The Energy Mass Wall construction facilitates easy installation of radiant tubing. The tubing can be placed in the interior leaf to heat or cool the interior spaces and it can also be placed in the exterior leaf to siphon heat away from the building and create a reservoir of hot water for other uses.

The tubing is placed at a convenient point in the construction - when the ICF blocks have been erected and the expanding foam installed, but prior to installation of the welded wire mesh and shotcrete. This location fits with the general construction schedule and allows the tubing to be securely anchored to the forms. It also sets the tubing three inches back from the face of the finished wall, which corresponds to the precise location where the cone of influence from the hot or cold liquid running through the tubes will touch at the surface of the wall when the tubing is spaced a standard 12” apart.

tubing diagram in energy mass wall

It is a known fact in the industry that radiant cooling or heating is much more efficient than a forced air system, due in part, because water is 800 times denser than air and because pumps generally consume less energy than fans.

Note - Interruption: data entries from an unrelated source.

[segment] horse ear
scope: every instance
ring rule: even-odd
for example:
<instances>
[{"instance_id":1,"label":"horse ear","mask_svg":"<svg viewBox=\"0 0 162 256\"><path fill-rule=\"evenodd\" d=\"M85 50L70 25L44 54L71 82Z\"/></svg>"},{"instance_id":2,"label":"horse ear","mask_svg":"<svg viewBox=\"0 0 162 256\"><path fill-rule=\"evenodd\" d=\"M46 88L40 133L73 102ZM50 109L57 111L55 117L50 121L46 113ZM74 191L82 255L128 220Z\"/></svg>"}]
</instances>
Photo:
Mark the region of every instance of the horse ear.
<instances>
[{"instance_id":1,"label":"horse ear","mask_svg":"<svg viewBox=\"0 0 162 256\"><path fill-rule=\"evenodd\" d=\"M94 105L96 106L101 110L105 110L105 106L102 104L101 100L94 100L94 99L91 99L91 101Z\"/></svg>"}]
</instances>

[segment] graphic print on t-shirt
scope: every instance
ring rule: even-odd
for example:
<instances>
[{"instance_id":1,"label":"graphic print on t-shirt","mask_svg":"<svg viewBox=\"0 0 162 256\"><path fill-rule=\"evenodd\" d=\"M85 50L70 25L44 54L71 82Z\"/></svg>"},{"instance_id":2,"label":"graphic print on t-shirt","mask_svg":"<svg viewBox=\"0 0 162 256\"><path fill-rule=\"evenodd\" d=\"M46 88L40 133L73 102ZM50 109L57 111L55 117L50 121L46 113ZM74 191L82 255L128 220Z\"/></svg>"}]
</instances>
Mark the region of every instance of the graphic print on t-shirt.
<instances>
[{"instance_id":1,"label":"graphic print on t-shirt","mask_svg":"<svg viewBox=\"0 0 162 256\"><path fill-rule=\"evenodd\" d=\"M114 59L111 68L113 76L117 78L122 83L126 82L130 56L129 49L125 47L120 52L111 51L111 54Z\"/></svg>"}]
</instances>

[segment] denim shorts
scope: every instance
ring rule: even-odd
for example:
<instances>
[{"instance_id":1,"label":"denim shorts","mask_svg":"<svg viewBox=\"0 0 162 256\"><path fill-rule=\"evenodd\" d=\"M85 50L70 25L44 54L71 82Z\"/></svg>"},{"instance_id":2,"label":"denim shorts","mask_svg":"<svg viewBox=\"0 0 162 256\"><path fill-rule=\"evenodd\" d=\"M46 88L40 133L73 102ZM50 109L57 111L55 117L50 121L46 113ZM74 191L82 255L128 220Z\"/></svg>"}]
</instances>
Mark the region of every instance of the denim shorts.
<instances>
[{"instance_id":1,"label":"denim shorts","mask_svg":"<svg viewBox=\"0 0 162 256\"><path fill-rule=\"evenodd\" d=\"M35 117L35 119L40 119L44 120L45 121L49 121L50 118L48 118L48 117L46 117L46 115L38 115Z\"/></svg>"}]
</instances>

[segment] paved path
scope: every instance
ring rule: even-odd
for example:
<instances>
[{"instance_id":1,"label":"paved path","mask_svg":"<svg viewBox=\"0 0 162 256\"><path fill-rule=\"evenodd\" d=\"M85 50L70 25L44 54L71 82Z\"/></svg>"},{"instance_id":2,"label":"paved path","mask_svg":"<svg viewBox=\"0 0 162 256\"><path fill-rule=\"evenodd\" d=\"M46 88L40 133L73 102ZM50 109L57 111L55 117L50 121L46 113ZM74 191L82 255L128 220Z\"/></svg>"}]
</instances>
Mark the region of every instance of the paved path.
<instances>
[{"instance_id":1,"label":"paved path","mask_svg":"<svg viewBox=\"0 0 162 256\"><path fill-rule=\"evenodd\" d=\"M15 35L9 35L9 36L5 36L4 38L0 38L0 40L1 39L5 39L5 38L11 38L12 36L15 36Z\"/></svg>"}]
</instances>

Moving a BTU of energy with water is 95% more efficient than moving the same energy with air. Additionally, it is easy and practical to harvest the heat from solar radiation and the cooling from emissive night harvesting. This can be accomplished without the use of solar electrical panels, creating another avenue for achieving net zero energy buildings.

In winery barrel rooms and rooms for aging distilled spirits, the radiant cooling in the Energy Mass Wall has a huge financial benefit. The Energy Mass wall creates an interior space much like an underground cave where the interior temperatures are stable year-round even when infiltration loads from the opening and closing of doors enter the room. This stable environment then permits the barrel room to be cooled with a radiant system rather than a forced air refrigeration system. This is important because, unlike a forced air system which dries out the air, a radiant system does not. Additionally, because of the rock steady temperature conditions, the relative humidity can be kept high. The result is a significant reduction in evaporative loss from the barrels and kegs, known in the industry as “the angels’ share.” The savings in wine or whiskey loss and labor for topping off the barrels can amount to hundreds of thousands of dollars in savings annually.